By Michelle OvertonPublished Last reviewed

The Model Context Protocol (MCP) is an open standard that lets an AI assistant such as Claude connect to the systems where your data and tools already live, including document stores, business applications, and databases. Instead of staff copying and pasting context into a chat window, MCP gives Claude a governed, two-way connection to a named system so it can retrieve the right information and, where you allow it, take an action. For a UK leader, the decision is not whether MCP is clever. It is which systems are worth connecting, what a credible rollout looks like, and where the security boundary sits.

This briefing is written for IT and operations leaders scoping a Claude rollout, not for developers. It assumes you already understand what a large language model does and want to decide where MCP earns its place.

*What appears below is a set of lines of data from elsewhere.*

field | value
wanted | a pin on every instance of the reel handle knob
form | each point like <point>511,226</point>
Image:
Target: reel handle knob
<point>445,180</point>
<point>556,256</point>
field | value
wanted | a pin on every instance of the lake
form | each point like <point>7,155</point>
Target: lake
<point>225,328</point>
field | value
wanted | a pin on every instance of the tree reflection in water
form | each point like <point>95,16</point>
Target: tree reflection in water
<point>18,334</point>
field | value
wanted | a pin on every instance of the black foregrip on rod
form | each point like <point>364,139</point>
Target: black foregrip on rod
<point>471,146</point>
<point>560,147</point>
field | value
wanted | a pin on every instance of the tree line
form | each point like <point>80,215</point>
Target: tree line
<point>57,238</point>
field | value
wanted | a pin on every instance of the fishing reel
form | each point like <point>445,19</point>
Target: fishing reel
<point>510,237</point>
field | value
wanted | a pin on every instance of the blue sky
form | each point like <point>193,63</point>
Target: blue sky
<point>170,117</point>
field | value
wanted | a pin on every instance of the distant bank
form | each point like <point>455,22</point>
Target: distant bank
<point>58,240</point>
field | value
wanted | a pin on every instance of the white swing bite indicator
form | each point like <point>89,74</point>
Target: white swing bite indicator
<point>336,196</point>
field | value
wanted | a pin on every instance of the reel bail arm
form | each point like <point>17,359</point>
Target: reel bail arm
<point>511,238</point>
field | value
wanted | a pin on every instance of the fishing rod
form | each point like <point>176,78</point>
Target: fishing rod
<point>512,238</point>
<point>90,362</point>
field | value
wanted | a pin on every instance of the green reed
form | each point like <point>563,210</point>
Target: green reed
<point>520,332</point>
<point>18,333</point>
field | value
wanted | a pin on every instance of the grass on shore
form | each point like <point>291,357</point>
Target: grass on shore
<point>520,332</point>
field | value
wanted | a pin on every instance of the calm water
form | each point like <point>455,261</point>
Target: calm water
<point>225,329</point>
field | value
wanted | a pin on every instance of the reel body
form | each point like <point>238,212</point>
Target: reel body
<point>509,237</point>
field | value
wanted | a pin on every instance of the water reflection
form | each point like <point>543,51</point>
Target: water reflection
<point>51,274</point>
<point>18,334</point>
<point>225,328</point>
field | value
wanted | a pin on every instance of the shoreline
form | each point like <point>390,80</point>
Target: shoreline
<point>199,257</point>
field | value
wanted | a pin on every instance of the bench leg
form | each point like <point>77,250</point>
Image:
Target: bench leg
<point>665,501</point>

What the Model Context Protocol actually is

Anthropic introduced MCP as an open standard in November 2024 and has since contributed it to a foundation under the Linux Foundation, developed alongside other AI vendors rather than held proprietary. That governance point matters commercially: MCP is not a lock-in mechanism unique to one supplier. The same protocol is supported across a range of AI clients and development tools, so an integration built against it is reusable rather than throwaway.

The architecture is deliberately simple. A system exposes its data and capabilities through an MCP server. An AI application, the MCP client, connects to that server. Claude is one such client. The server decides what it exposes and under what credentials, and the client decides what it asks for. The practical effect is that Claude can read from and write to a connected system through a single, consistent interface, rather than each integration being a bespoke piece of engineering that someone has to maintain.

Two deployment shapes are worth separating in your mind. Local MCP servers run on a user's own machine and are supported across Claude's desktop application, which suits early experimentation and single-user workflows. Managed, organisation-wide connectors are the production shape: on the Claude Enterprise plan, Anthropic provides connectors for common workplace systems including Google Drive, Gmail, Google Calendar, Microsoft 365, Slack, and GitHub, so Claude can retrieve context from documents, email, calendars, and team channels without manual uploads. Remote MCP servers extend the same model to systems you host yourself.

Which business systems deserve a connection

Connecting everything is the wrong instinct. Each connection adds attack surface, governance overhead, and a maintenance commitment. The systems worth connecting share three traits: they hold information staff repeatedly need, that information changes often enough that a static export goes stale, and the work of fetching it by hand is a measurable drain.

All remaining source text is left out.